Search engine traffic is central to the success of many websites. By analyzing the queries-to-results graph generated by a search engine, our tool can recommend relevant queries for website optimization. We demonstrate our technique on a data set of hundreds of thousands of queries.
Relationship analysis, search engines, query suggestion, competitive intelligence
Search engines provide a mapping from queries to documents. Additionally, that mapping is often considered to be one-to-many, as, in most cases, many documents are considered relevant by a search engine to a given query. However, that mapping is really many-to-many, as a particular document is often considered relevant to many queries. More specifically, the mapping may be viewed as a directed bipartite graph where a set of queries maps to a set of documents.

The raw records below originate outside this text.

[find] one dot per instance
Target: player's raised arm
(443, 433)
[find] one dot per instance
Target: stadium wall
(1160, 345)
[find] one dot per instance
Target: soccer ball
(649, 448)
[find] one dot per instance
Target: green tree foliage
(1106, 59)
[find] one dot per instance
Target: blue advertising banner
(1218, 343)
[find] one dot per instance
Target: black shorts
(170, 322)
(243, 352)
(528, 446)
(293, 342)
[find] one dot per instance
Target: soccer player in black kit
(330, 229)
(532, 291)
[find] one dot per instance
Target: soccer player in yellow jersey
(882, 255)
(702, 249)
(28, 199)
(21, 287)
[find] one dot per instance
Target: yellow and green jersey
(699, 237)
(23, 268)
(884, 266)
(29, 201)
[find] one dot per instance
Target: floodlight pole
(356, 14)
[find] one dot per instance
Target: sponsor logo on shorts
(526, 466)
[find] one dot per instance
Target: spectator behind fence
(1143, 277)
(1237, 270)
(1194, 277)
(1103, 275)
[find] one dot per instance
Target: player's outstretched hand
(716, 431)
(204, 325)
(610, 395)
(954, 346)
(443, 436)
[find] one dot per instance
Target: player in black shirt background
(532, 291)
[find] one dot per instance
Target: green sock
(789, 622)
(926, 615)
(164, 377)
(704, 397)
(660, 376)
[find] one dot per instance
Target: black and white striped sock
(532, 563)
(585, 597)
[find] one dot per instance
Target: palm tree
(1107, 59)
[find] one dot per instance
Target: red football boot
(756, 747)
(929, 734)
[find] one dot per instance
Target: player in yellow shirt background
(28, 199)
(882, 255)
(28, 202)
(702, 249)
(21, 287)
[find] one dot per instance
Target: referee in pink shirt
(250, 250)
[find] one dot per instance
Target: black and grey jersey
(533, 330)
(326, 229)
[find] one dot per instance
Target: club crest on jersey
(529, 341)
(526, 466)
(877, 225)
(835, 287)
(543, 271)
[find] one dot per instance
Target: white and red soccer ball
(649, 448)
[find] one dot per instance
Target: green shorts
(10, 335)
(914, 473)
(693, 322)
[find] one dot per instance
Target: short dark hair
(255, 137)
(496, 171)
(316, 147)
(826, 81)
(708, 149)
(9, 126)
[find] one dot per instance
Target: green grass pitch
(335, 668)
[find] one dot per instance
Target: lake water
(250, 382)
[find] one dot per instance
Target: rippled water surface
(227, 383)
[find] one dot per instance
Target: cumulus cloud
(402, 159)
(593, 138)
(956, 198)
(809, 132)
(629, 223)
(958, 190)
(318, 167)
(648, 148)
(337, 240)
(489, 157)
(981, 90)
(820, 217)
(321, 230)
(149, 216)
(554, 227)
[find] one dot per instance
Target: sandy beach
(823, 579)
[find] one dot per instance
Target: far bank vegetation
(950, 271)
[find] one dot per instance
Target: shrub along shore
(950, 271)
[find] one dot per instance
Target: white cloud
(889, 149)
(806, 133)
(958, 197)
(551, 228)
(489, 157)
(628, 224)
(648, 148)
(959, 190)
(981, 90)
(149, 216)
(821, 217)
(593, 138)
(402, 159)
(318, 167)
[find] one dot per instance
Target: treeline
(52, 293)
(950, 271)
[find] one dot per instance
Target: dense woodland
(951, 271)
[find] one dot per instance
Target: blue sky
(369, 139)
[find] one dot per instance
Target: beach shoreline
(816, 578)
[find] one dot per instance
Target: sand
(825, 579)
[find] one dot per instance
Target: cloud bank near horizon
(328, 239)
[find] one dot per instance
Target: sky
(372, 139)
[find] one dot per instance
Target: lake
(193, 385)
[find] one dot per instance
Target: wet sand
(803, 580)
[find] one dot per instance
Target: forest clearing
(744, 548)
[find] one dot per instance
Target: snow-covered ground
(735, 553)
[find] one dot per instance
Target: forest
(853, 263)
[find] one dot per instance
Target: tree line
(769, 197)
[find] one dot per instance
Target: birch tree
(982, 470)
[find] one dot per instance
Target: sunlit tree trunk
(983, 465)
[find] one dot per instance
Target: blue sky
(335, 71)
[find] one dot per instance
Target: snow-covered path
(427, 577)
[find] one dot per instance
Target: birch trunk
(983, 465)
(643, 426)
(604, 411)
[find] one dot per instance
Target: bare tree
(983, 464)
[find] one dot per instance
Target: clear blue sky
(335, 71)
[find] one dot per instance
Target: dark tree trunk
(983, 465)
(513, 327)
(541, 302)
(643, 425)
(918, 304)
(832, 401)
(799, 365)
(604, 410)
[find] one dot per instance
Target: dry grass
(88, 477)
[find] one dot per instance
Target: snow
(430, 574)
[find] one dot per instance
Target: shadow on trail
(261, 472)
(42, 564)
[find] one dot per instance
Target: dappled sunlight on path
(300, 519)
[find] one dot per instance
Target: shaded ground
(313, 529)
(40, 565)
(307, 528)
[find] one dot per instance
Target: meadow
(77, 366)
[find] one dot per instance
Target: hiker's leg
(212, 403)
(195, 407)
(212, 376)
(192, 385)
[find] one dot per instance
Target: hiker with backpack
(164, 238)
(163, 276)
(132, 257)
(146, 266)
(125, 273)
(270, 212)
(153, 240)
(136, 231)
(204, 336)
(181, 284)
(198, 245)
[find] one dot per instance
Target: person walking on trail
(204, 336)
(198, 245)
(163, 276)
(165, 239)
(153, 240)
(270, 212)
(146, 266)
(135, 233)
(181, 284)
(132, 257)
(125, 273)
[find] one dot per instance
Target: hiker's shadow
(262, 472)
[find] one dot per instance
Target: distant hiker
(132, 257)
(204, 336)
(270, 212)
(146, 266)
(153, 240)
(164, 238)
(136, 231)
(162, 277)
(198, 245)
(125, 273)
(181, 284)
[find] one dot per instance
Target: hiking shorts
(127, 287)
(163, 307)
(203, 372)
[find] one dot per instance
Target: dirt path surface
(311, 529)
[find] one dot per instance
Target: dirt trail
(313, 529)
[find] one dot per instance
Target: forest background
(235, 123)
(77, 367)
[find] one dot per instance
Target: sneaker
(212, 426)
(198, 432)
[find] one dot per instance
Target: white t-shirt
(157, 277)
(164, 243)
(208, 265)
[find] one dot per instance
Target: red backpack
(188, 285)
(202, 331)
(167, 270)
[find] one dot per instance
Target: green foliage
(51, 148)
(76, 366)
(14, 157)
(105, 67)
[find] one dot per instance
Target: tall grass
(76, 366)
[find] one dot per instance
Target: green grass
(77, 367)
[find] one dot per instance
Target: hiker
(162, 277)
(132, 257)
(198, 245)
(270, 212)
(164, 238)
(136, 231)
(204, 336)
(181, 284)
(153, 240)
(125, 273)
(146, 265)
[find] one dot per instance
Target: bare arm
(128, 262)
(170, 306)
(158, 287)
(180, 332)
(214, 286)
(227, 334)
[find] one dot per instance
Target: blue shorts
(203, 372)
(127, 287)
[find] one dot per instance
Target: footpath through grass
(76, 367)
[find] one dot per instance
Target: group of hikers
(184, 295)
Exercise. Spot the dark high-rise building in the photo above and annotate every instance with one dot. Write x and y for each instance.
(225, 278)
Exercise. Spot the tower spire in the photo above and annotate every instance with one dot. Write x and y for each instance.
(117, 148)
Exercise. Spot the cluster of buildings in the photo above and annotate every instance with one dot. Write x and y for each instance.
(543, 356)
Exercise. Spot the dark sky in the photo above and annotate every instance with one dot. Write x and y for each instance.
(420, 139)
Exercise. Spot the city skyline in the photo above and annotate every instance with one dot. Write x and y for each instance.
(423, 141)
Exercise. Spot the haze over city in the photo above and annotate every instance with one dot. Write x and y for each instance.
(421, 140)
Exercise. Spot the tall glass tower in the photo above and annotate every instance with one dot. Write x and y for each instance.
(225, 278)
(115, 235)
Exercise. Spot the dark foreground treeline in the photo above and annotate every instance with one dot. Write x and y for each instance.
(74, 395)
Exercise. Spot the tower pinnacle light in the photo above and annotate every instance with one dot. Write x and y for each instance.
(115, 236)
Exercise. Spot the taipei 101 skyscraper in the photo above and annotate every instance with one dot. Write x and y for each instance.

Mining that graph permits the discovery of meaningful relationships of entities in the graph. For example, related URLs can be found in a two-step graph exploration (as shown by the first two steps in Figure 1). Finding related queries can be performed analogously, starting with the given query.
(a) Find associated queries. | (b) Find related URLs. | (c) Find queries returning related URLs. |
The savvy content provider realizes the potential for a search engine to send traffic to a website. As a result, content providers will often attempt to optimize particular pages to rank highly in the results of a particular query. By analyzing Web server logs, the content provider is able to determine which queries are successfully sending visitors to the site. However, the content provider has only a narrow view of what queries might be utilized to find the site -- the queries found in the web site log and intuition about other possible queries. The content provider does not have a global view of what queries are made, and in particular does not know what relevant queries exist that probably should rank his site highly, but do not.
Our system is able to suggest such queries. We start with a mechanism that finds related Web sites, but extend it one additional step (as illustrated in Figure 1). We take the related URLs and find the set of queries that generate them, and remove those queries that also include the starting site. We rank this set of queries by the number of URLs that the query has in common with the set of URLs related to the starting URL.
Our approach has strong ties to what might generally be called relationship analysis. In bibliometrics, researchers analyze patterns and relationships of co-citation and bibliographic coupling. Sociologists study social networks among people. In textual data mining, term co-occurrence is often utilized. On the Web, the study of the relationships between pages is typically called link analysis. In each of the cases above, one entity is considered related (because of co-occurrence, co-citation, or explicit linkage) to another entity of the same type.
The use of query result vectors to measure query similarity was found to be better than calculating similarities using the query term vector [6]. This idea was subsequently applied to the Web [2,3]. Others have used query click-through data to relate queries and documents [1,7]. Recently, Jeh and Widom [5] proposed a generalized technique to incrementally calculate the similarities (based on a bipartite graph structure) of all pairs of objects (not necessarily of the same type).
We used a trace of queries from the Excite1 search engine that was collected on December 20, 1999. This trace2 has been used by many others for query analysis (e.g., [4]). It contains almost 2.5 million requests recorded over an eight hour period. All queries in the trace were made lower-case, but not otherwise modified. Duplicate queries were then removed, after recording the frequency of each unique query.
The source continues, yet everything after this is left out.